Peter Maloney is having a moment. It started with a survey exhibition, Missing in Action, at the Drill Hall Gallery in Canberra (curated by Tony Oates and Terence Maloon) in the second quarter of 2018. Showcasing Maloney’s works on paper from the late 80’s and 90’s, the exhibition revealed a startlingly original body of gestural works, most of which had never been seen, alongside a smattering of the personal, the provocative, and lost and found gems. Lost Continent, at Utopia Art Sydney, elegantly highlights these uncovered works, aligning them with companion paintings, graphic pieces, and examples of his later synthetic works. 
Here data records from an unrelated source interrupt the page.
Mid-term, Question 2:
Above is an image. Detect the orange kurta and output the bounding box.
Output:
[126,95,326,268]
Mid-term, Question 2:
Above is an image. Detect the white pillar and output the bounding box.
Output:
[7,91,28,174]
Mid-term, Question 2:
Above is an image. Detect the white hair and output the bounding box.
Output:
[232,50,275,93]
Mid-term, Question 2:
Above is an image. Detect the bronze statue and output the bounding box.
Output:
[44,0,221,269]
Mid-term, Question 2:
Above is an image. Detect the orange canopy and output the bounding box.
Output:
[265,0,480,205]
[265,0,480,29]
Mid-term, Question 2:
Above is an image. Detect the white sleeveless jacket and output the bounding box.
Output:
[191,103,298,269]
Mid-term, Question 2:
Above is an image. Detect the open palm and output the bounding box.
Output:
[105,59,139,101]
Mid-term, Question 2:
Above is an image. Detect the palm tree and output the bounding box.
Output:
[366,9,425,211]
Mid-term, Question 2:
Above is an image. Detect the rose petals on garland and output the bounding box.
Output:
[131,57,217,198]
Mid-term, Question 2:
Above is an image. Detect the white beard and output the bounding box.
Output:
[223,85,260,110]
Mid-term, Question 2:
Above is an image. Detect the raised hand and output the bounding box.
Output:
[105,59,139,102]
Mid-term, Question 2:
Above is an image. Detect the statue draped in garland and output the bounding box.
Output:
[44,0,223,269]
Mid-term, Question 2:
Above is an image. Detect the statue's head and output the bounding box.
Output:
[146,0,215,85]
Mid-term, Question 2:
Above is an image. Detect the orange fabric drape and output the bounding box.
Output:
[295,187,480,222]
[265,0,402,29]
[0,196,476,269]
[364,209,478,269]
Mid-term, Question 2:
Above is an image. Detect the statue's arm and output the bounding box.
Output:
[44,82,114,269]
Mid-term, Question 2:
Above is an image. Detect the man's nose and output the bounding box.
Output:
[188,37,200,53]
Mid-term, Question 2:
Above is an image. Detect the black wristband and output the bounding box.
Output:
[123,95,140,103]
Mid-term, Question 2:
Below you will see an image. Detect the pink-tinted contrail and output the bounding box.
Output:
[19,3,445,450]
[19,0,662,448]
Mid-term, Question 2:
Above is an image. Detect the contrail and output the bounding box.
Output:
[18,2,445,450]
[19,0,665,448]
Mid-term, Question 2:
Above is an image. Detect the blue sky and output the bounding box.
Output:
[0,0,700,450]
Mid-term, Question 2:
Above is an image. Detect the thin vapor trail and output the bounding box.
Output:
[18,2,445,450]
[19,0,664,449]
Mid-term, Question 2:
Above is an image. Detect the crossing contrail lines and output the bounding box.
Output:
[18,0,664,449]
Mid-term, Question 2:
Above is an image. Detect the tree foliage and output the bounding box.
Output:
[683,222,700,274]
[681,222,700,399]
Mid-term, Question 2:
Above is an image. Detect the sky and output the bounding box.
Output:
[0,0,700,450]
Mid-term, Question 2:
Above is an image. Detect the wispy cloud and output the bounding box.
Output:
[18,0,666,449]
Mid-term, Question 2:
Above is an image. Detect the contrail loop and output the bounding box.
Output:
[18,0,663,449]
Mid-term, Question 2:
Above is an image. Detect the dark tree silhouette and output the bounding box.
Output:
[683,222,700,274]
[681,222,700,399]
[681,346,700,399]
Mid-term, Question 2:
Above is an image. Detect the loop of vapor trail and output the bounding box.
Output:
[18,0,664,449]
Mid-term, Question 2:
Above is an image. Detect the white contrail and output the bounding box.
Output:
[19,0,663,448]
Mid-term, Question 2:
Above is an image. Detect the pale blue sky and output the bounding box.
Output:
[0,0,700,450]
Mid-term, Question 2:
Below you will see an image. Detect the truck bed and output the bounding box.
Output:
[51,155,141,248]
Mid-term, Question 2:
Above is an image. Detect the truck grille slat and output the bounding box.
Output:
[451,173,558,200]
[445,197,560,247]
As in Missing in Action, the value of Lost Continent comes from combining a series of pieces from a range of periods, allowing us to see the shifts and connected themes in Maloney’s development. The earlier works on paper are a revelation: tender and tentative, with the surface gouged out by marks and splotches—gestures that nod to the influences of Tony Tuckson and Cy Twombly, but also remain windows into a private world. They are not touched by the demands or expectations of works searching for an audience, a wall, a place.

There is no concession to projects or planning, to ideas of painting or notions of art; they are at once urgent and slow, doubtful and yet sure, in the constant permutations of technique and material.

A key work in the exhibition is the large red painting ‘Untitled’ (1996)—an abstracted open field with a layered surface. A monoprint of a blow up of one of Maloney’s unconscious ‘séance’ drawings appears as the final surface motif. This lyrical swirl is then repeated but reversed in yellow, appearing alongside the first white emanation. It is a striking picture, at once totally beholden to the idea of the lyrical gesture, even as it utilises a synthetic graphic device for copying and repeating. (The employment of photocopying to enlarge small gestural drawings is a key strategy in Maloney’s later paintings, such as those seen at The National in 2017.)

Peter Maloney, Untitled (1995)
mixed media on paper, 73 x 55 cm
courtesy the artist and Utopia Art Sydney

Lost Continent as a whole is complex and multifaceted. The early work reveals the influence of Tuckson and Twombly, as well as Gareth Sansom and Bea Maddock, but, as it develops, there is a transgressive approach to aesthetics, one that refuses to accept easy paths or standard developments. Maloney’s methods include mark making, writing, graphic text-based collage, found and personal photos, exploded small gestural drawings in the form of large paintings, and a superb use of colour—sometimes all in the one picture.

Maloney’s willingness to move away from the successes of the gestural abstract paintings, and to follow intuitive paths that risk dead ends, shows a bravery not often seen in Australian painting. It suggests an artist willing to risk career, prestige, and the spoils of professionalism, to follow his own poetic instincts into new and open zones.  Such an approach can be challenging for both artist and viewer with its subversive nature and cheeky ‘fuck you’ approach, but by dint of Maloney’s care and sensitivity, the work always remains open.